Japonia jest bez wątpienia jednym z rejonów, na których koncentrujemy uwagę. Widzimy, że tamtejsi inwestorzy są szczególnie zainteresowani spółkami działającymi w branży deweloperskiej oraz częściowo sprywatyzowanymi spółkami państwowymi, takimi jak Austrian Post czy Telekom Austria - powiedział na konferencji w Nowym Jorku Michael Buhl, jeden z dwójki szefów Wiener Boerse, cytowany przez agencję Bloomberga.
Petrodolary popłyną
do Wiednia?
W notowane w stolicy Austrii spółki, zdaniem włodarzy giełdy, sporo inwestowali ostatnimi czasy Brytyjczycy i Amerykanie. Dlatego teraz przyszedł moment, żeby ściągnąć kapitał także z innych rejonów świata. Jak powiedział Buhl, Wiener Boerse ma w planach organizację konferencji dla inwestorów w Dubaju i Moskwie. Giełda chce ściągnąć na swój parkiet tamtejsze petrodolary. Imprezy mają mieć miejsce w przyszłym roku.

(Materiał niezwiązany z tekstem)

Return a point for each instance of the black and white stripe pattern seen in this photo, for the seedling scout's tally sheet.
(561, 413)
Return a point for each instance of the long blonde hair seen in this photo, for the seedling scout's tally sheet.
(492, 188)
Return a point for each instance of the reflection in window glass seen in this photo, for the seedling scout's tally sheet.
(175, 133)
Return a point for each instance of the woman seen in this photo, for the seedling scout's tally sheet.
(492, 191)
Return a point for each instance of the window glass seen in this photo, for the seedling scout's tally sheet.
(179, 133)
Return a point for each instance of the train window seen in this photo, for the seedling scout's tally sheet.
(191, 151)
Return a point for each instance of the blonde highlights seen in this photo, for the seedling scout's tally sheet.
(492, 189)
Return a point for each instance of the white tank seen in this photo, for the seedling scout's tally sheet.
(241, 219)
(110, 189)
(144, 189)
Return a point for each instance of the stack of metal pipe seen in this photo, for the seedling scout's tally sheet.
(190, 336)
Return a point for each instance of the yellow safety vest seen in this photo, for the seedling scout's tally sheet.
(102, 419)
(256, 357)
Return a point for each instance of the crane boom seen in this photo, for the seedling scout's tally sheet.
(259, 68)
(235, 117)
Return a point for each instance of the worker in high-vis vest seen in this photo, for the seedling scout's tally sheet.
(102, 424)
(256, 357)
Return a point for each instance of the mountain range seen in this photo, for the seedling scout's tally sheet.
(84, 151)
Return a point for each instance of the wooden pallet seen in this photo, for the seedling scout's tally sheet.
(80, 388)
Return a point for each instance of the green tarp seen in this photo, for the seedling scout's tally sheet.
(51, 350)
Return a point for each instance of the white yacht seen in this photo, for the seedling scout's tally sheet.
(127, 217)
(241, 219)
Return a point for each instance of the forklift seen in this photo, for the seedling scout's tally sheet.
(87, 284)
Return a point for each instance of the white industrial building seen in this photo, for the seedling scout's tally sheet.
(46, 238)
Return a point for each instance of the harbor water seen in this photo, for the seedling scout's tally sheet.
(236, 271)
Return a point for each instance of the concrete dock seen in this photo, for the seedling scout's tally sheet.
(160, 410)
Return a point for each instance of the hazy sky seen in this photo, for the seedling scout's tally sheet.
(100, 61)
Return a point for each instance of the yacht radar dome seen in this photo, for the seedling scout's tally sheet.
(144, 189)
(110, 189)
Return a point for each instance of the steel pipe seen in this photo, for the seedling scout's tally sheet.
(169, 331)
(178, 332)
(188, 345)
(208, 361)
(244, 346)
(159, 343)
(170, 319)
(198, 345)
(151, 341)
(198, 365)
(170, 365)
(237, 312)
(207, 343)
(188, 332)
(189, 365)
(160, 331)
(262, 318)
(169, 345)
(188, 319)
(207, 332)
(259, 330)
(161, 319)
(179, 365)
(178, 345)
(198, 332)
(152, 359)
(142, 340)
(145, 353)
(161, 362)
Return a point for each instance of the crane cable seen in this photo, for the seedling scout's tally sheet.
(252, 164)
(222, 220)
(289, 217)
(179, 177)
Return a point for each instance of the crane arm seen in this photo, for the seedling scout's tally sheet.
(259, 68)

W ostatnich trzech latach ATX, główny indeks giełdy wiedeńskiej, rósł co roku przynajmniej o 22 proc. W tym roku wskaźnik traci jednak prawie 6 proc., a największy wpływ na to ma spadek notowań Erste Banku. ATX zachowuje się słabiej niż na przykład indeks WIG20, który wczoraj był 4 proc. wyżej niż na początku roku. Świeży kapitał z pewnością pomógłby pociągnąć austriacki indeks w górę.